English SlangIf you really want to talk like a native English speaker, then slang words will come into play for sure! While we don’t use these words during an interview or any kind of professional setting, we most certainly use them all the time during our everyday talk. Here’s a few of the most common American slang words that you will surely hear when speaking to any American. Here are two mini conversation with tons of slang thrown in. Do you know any of them already? Have you used some of them before? Take a look…


  • Hey, have you studied for the exam?
  • No, not yet, I need to crash (go to sleep because of your exhausted), my head hurts.
  • No way! We need to cram (study frantically for a test) for it, it’s tomorrow at 8am! You can’t blow it off (avoid something/someone).
  • What’s the point in studying? I’m going to bomb (be unsuccessful) it anyway.
  • Don’t cop out (not face the issue) now, the semester is almost done.
  • Can’t I just sit next to you and copy?
  • Not a chance, I’m not getting busted (get caught by authority of doing something wrong) because you’re lazy.
  • I’m burned out (exhausted), I just don’t care anymore.
  • So, you’re just going to give up (to quit)? Just like that?
  • Yea, just cut it out (stop it), I don’t care about the test. I’m dead (tired). Goodnight.
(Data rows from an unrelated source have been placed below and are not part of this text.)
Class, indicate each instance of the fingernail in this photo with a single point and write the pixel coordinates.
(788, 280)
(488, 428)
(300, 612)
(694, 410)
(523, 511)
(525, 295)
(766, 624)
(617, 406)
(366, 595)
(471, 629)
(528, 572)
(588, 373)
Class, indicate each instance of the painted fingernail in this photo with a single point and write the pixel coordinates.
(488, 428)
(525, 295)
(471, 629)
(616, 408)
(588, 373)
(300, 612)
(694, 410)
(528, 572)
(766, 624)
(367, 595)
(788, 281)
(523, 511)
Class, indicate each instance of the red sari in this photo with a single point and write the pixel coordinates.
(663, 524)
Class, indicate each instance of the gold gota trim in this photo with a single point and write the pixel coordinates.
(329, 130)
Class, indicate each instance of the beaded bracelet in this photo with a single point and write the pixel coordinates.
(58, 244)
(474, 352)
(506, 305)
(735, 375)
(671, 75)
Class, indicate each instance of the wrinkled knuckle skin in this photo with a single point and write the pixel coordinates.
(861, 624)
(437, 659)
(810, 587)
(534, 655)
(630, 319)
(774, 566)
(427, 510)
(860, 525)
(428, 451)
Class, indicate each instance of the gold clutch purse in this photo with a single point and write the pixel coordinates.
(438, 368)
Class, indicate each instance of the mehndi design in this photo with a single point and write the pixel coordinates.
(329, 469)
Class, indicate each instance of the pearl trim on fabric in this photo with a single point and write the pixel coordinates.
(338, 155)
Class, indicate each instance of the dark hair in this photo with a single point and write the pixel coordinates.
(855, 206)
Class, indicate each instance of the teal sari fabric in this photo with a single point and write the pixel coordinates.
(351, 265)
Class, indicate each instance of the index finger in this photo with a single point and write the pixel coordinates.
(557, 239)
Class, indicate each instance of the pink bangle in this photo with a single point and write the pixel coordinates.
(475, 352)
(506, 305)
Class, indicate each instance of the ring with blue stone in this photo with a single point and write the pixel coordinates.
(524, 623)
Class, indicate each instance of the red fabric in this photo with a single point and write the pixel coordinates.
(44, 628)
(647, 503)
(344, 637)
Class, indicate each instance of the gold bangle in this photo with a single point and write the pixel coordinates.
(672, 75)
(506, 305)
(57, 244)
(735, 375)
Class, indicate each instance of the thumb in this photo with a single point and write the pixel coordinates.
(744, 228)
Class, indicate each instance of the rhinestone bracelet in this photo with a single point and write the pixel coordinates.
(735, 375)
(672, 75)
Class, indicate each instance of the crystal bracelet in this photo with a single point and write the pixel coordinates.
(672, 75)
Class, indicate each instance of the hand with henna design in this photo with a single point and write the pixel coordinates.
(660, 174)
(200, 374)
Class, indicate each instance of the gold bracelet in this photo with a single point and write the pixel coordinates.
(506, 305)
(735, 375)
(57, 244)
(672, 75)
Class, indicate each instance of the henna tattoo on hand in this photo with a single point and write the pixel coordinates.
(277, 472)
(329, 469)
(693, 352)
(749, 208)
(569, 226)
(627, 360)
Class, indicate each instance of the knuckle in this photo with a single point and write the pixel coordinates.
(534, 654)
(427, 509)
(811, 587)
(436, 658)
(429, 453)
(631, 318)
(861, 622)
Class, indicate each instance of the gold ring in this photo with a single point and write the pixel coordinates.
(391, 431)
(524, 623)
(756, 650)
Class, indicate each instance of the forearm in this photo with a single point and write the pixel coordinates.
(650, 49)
  • Hey, what’s up (what are you doing/what’s taking place)? How was your date last night?
  • What date? He totally stood me up (to be left waiting for someone doesn’t arrive)!
  • Oh wow, tough luck (sorry that happened to you). What a jerk (obnoxious person/someone who can’t do things correctly).
  • I know, I’m fed up (disgust or tired with) with guys right now. Let’s go do something.
  • Want to go hang out (waste time/ go to a regular meeting spot) at the mall?
  • Yea sure, I think I need a drink too.
  • Alright, but don’t get totally loaded (have too much to drink). You have work tomorrow.
  • Oh, loosen up (relax)! I’ll go bananas (get excited, loose control) if I want to.
  • Alright, whatever, here is your drink. The bartender felt bad for you so he said it’s on the house (free, no cost).
  • Awesome (very cool, good, appealing)! This day is turning out alright after all. I think I have a crush (infatuated, to really like someone) on the bartender.


Try some of these slang words out with your teacher and see if you can sound just like an American! At least get some practice in so when you visit the US you’re not confused when someone says any of these super common English slang words.